No change for yesterday’s outlook, after the Yen’s strength penetrated the lows of last December & January, we were left with no notable support protecting the 15-year low which was reached last November at 84.81! We will not be a bit surprised if this pair started to move in that direction, and tried to break that low! On the contrary, we have been expecting this for weeks now, and it was included in our reports several times. But, signs show that the possibility of a rising correction to correct the fall from Wednesday’s top 89.09 to Friday’s low 86.25 is growing.
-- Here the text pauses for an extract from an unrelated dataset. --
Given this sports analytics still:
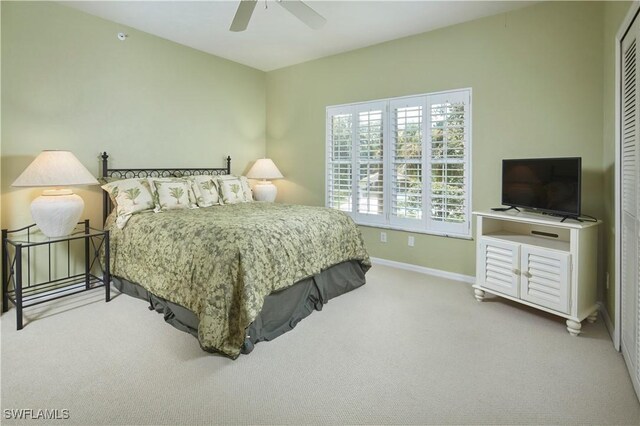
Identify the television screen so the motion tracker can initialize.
[502,157,582,216]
On the top of these signs: the inverted hammer formation, which appeared on the daily chart, and the completed 5-wave move (please refer to the attached chart). Therefore, and even though we are negative about this pair on the medium term, we should not neglect these signs which force themselves upon us for today! Short term support is at 86.25, and if broken, the price will continue searching for new lows, targeting 85.84, then the 15-year low 84.81. Resistance is at 86.95. A break here indicates that the odds of correction the whole 5 waves down from 92.87 are becoming massive. This will target 88.01 which could prove troublesome first, then 88.78. It is worth mentioning that breaking 86.25 even with a few pips will leave the odds of a rising correction dramatically lower than they are now.

Support:

• 86.25: Friday’s low.

• 85.84: Nov 30th low.

• 84.81: Now 27th low, and the lowest level since 1995!

Resistance:

• 86.95: the falling trend line from Tuesday’s top on the hourly chart.

• 88.01: short term Fibonacci 61.8% level.

• 88.78: Fibonacci 38.2% level for the whole drop from 92.87 (the 5 waves down).